= Mapparium =

Stained glass globe in Massachusetts, US

The Mapparium is a three-story-tall globe made of stained glass that is viewed from a 30 ft bridge through its interior. As of August 2021, it was part of the "How Do You See the World?" exhibit of the Christian Science Publishing Society in Boston, Massachusetts.

Built in 1935 and based upon Rand McNally political maps published the previous year, the Mapparium shows the political world as it was at that time, including such long-disused labels as Italian East Africa and Siam, as well as more recently defunct political entities such as the Soviet Union. In 1939, 1958, and 1966 the Church considered updating the map, but rejected it on the basis of cost and the special interest it holds as a historical artifact.

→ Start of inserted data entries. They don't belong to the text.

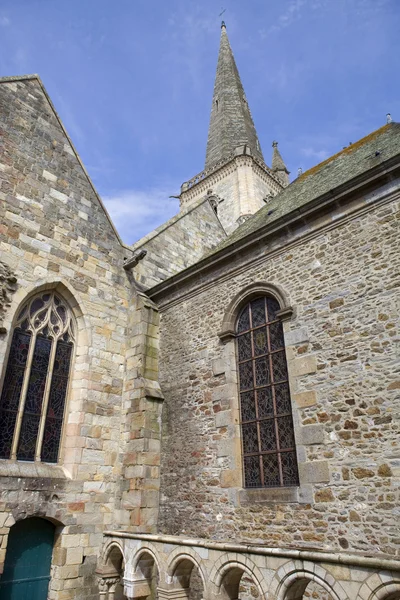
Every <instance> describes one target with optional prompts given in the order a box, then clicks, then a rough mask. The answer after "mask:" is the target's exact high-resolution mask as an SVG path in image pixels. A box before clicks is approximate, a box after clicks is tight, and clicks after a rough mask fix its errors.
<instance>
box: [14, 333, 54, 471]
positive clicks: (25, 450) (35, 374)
mask: <svg viewBox="0 0 400 600" xmlns="http://www.w3.org/2000/svg"><path fill="white" fill-rule="evenodd" d="M50 350H51V340H49V339H46V338H43V337H41V336H38V337H37V338H36V344H35V351H34V353H33V358H32V367H31V373H30V376H29V384H28V391H27V394H26V400H25V407H24V416H23V417H22V425H21V432H20V434H19V441H18V450H17V458H18V459H19V460H35V450H36V440H37V436H38V431H39V423H40V414H41V411H42V402H43V395H44V388H45V385H46V379H47V371H48V369H49V358H50Z"/></svg>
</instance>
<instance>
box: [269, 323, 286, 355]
mask: <svg viewBox="0 0 400 600" xmlns="http://www.w3.org/2000/svg"><path fill="white" fill-rule="evenodd" d="M269 336H270V345H271V351H272V352H273V351H274V350H280V349H281V348H283V347H284V346H285V341H284V338H283V327H282V323H281V322H280V321H275V323H271V325H270V326H269Z"/></svg>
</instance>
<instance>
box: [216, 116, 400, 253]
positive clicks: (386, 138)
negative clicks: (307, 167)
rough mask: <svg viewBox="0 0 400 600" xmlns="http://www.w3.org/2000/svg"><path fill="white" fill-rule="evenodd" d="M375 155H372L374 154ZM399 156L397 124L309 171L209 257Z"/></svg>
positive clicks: (373, 154)
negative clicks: (238, 240) (377, 153)
mask: <svg viewBox="0 0 400 600" xmlns="http://www.w3.org/2000/svg"><path fill="white" fill-rule="evenodd" d="M377 152H378V153H379V154H376V153H377ZM398 154H400V123H390V124H388V125H385V126H383V127H381V128H380V129H377V130H376V131H374V132H372V133H370V134H369V135H367V136H366V137H364V138H362V139H361V140H359V141H358V142H355V143H354V144H351V145H350V146H348V147H347V148H345V149H344V150H342V151H341V152H338V153H337V154H334V155H333V156H331V157H330V158H328V159H326V160H325V161H323V162H321V163H320V164H318V165H316V166H315V167H312V168H311V169H309V170H308V171H306V172H305V173H303V174H302V175H300V176H299V177H298V178H297V179H296V180H295V181H293V182H292V183H291V184H290V185H289V186H288V187H286V188H285V189H284V190H283V191H282V192H280V193H279V194H278V195H277V196H275V197H274V198H273V199H272V200H270V201H269V202H268V204H266V205H265V206H263V208H261V209H260V210H259V211H258V212H256V213H255V214H254V215H253V216H252V217H251V218H249V219H248V220H247V221H245V222H244V223H243V224H242V225H241V226H240V227H238V228H237V229H236V230H235V231H234V232H233V233H231V235H229V236H228V237H227V238H226V239H225V240H224V241H223V242H221V244H219V245H218V246H216V247H215V248H214V249H213V251H212V252H210V253H209V254H215V253H216V252H218V251H219V250H221V249H222V248H226V247H228V246H230V245H231V244H233V243H234V242H237V241H238V240H241V239H243V238H245V237H247V236H250V235H251V234H254V233H255V232H256V231H257V230H258V229H261V228H262V227H264V226H265V225H268V224H270V223H272V222H274V221H276V220H278V219H279V218H281V217H283V216H284V215H287V214H289V213H291V212H292V211H294V210H296V209H298V208H300V207H302V206H305V205H306V204H308V203H310V202H311V201H313V200H317V199H318V198H319V197H321V196H323V195H324V194H326V193H328V192H330V191H333V190H334V189H335V188H338V187H339V186H341V185H343V184H345V183H346V182H348V181H350V180H352V179H354V178H355V177H357V176H359V175H362V174H363V173H364V172H366V171H368V170H369V169H371V168H373V167H375V166H376V165H377V164H380V163H384V162H386V161H387V160H389V159H390V158H393V157H394V156H396V155H398Z"/></svg>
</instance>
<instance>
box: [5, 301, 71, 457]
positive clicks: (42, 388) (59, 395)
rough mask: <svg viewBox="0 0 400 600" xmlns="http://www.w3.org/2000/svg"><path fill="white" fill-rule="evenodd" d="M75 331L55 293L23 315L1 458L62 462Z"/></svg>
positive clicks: (8, 404) (9, 372) (31, 304)
mask: <svg viewBox="0 0 400 600" xmlns="http://www.w3.org/2000/svg"><path fill="white" fill-rule="evenodd" d="M74 329H75V328H74V324H73V318H72V314H71V310H70V309H69V307H68V306H67V304H66V302H65V301H64V300H63V299H61V298H60V296H58V295H57V294H55V293H53V292H43V293H41V294H39V295H37V296H35V297H33V298H32V299H30V300H29V301H28V302H27V303H26V304H25V305H24V306H23V308H22V310H21V311H20V312H19V314H18V317H17V321H16V324H15V328H14V332H13V338H12V342H11V348H10V354H9V358H8V363H7V369H6V372H5V377H4V383H3V390H2V393H1V398H0V458H16V459H18V460H30V461H32V460H42V461H44V462H52V463H54V462H57V460H58V451H59V445H60V437H61V430H62V424H63V418H64V407H65V398H66V394H67V388H68V379H69V372H70V367H71V358H72V350H73V343H74Z"/></svg>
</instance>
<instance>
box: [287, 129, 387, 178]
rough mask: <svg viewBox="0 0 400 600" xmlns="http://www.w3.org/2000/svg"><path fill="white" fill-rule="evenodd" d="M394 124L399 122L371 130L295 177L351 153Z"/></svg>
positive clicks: (299, 176) (378, 134) (319, 166)
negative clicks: (365, 133)
mask: <svg viewBox="0 0 400 600" xmlns="http://www.w3.org/2000/svg"><path fill="white" fill-rule="evenodd" d="M392 125H398V123H396V122H395V121H392V122H391V123H386V124H385V125H382V127H379V128H378V129H375V130H374V131H371V133H368V134H367V135H365V136H364V137H362V138H361V139H359V140H357V141H356V142H354V143H351V144H349V146H346V147H345V148H342V150H339V152H336V153H335V154H332V156H329V157H328V158H325V160H323V161H322V162H320V163H317V164H316V165H314V166H313V167H310V168H309V169H307V171H304V173H302V174H301V175H299V177H298V178H297V179H295V181H302V180H303V179H305V178H306V177H308V176H309V175H311V174H313V173H315V172H316V171H319V170H320V169H322V168H323V167H324V166H325V165H327V164H329V163H330V162H332V161H333V160H335V159H336V158H338V157H339V156H340V155H343V156H344V155H346V154H351V153H352V152H354V151H355V150H357V148H359V147H360V146H363V145H364V144H365V143H366V142H369V141H371V140H373V139H374V137H376V136H378V135H380V134H381V133H382V132H383V131H385V130H386V129H389V128H390V127H391V126H392ZM293 183H294V182H293Z"/></svg>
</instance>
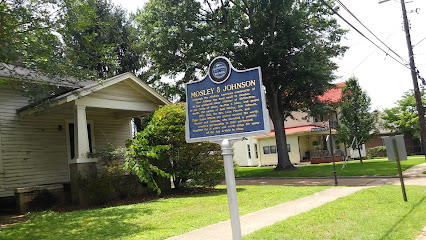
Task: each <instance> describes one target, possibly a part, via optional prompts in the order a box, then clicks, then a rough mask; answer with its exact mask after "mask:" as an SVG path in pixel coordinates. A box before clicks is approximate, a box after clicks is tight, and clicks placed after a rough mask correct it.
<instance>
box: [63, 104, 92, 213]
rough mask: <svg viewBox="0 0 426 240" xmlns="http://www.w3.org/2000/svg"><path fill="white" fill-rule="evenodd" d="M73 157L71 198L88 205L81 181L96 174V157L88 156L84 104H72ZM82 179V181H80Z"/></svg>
mask: <svg viewBox="0 0 426 240" xmlns="http://www.w3.org/2000/svg"><path fill="white" fill-rule="evenodd" d="M74 146H75V157H74V159H72V160H71V161H70V163H69V164H70V168H69V169H70V180H71V198H72V202H73V203H74V204H79V205H88V204H90V198H89V197H88V193H87V192H86V191H84V189H82V185H81V184H82V182H86V183H90V182H91V181H92V180H93V179H95V178H96V176H97V168H96V158H88V157H87V153H88V152H90V148H89V135H88V132H87V119H86V106H84V105H75V106H74ZM82 180H84V181H82Z"/></svg>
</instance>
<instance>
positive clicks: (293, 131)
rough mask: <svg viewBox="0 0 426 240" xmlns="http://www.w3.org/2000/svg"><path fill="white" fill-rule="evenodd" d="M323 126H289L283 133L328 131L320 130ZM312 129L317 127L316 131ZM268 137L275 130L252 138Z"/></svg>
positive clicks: (299, 132)
mask: <svg viewBox="0 0 426 240" xmlns="http://www.w3.org/2000/svg"><path fill="white" fill-rule="evenodd" d="M323 128H324V127H320V126H315V125H306V126H298V127H291V128H286V129H285V133H286V135H297V134H300V133H312V134H324V133H328V132H329V130H328V128H327V129H324V130H322V131H321V130H320V129H323ZM312 129H318V131H315V130H314V131H312ZM332 131H333V133H335V131H336V130H335V129H332ZM269 137H275V130H272V131H271V132H270V133H268V134H265V135H258V136H255V137H254V138H269Z"/></svg>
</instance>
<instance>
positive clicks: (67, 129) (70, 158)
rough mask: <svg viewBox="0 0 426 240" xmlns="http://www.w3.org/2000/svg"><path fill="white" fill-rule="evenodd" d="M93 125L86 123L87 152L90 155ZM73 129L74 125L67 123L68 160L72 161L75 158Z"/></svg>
mask: <svg viewBox="0 0 426 240" xmlns="http://www.w3.org/2000/svg"><path fill="white" fill-rule="evenodd" d="M92 125H93V123H88V124H87V134H88V138H89V151H90V153H92V152H93V128H92ZM74 128H75V125H74V123H71V122H70V123H68V129H67V130H68V140H69V146H68V147H69V157H70V159H74V158H75V152H76V151H75V135H74Z"/></svg>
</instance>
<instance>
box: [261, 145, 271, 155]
mask: <svg viewBox="0 0 426 240" xmlns="http://www.w3.org/2000/svg"><path fill="white" fill-rule="evenodd" d="M270 153H271V151H270V150H269V146H264V147H263V154H270Z"/></svg>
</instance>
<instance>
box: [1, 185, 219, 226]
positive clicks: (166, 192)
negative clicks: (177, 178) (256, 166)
mask: <svg viewBox="0 0 426 240" xmlns="http://www.w3.org/2000/svg"><path fill="white" fill-rule="evenodd" d="M224 191H226V190H223V189H222V190H221V189H215V188H187V189H186V188H182V189H171V190H169V191H166V192H163V193H161V195H157V194H155V193H152V194H145V195H143V196H134V197H129V198H126V199H120V200H115V201H110V202H106V203H103V204H100V205H90V206H76V205H58V206H54V207H53V208H51V209H50V210H51V211H54V212H71V211H77V210H86V209H98V208H108V207H114V206H121V205H130V204H136V203H143V202H149V201H154V200H160V199H167V198H172V197H182V196H189V195H195V194H209V193H218V192H224ZM27 220H28V216H27V215H17V214H11V213H2V212H0V230H1V229H2V228H6V227H9V226H13V225H16V224H19V223H23V222H25V221H27Z"/></svg>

==Design and construction==
In the 1930s, during the construction of the Christian Science Publishing Society building, the architect Chester Lindsay Churchill was inspired to design a globe to represent The Christian Science Monitors global awareness and global reach.

Churchill was originally influenced by the famous spinning globe in the lobby of the New York Daily News Building.

The 608 stained glass panels were produced by the Rambusch Company of New York City and the Mapparium was opened to the public on June 1, 1935.

The Mapparium was closed in 1998 for a four-year cleaning and renovation. It reopened in 2002 as an exhibit of the Mary Baker Eddy Library, and now features a light-and-sound-show that illustrates how the world has changed since 1935. Computer-controlled lighting by the Color Kinetics company provides effects and highlights regions as the narration discusses them. The stained glass restoration was performed by the Boston-area firm Serpentino Stained Glass. As of August 2021 the Mapparium is no longer an exhibit of the Mary Baker Eddy Library, but is part of the Church’s ‘How Do You See the World?’ exhibit on the ground floor of the Christian Science Publishing House.

In 2004, the name Mapparium was registered as a U.S. trademark (#2861312) by the Board of Directors of The First Church of Christ, Scientist, for "Educational services, namely, providing an educational exhibition of the earth. First use: 19350531. First use in commerce: 19350531."

===View from within===
The Mapparium was designed to allow the countries of the world to be viewed in accurate geographical relationship to each other, hence the design of the Mapparium—a mirror-image, concave reversal of the Earth, viewed from within. This is the only configuration that places the eye at the same distance from every point on the globe.

Andrew Sinclair's comments show the success of this idea

The Mapparium is so large, and you can see so much of it at once (because it's concave instead of convex), that you can really get an idea of relative sizes and distances. For example, you can see why a plane from London to San Francisco flies over Montana, Idaho, Oregon and Nevada. You also notice just how far north the United States, Europe, and Asia are. Standing at the equator, you really have to strain your neck to see them.

===Acoustics===
The hard spherical surface of the globe reflects sound and produces striking acoustical effects. It forms a remarkable whispering gallery so that visitors standing at corresponding locations near opposite ends of the bridge can speak to each other and be heard as if they were standing next to each other. One visitor writes:

There are many whispering galleries around the world, such as in St Paul's Cathedral in London, or the Echo Wall in Beijing's Temple of Heaven. However, the Mapparium is different in that speaking in any direction, since it is a full sphere, will result in the same effect. Furthermore, standing in the middle of the sphere and speaking produces the unnerving effect of hearing yourself in surround sound with startling clarity.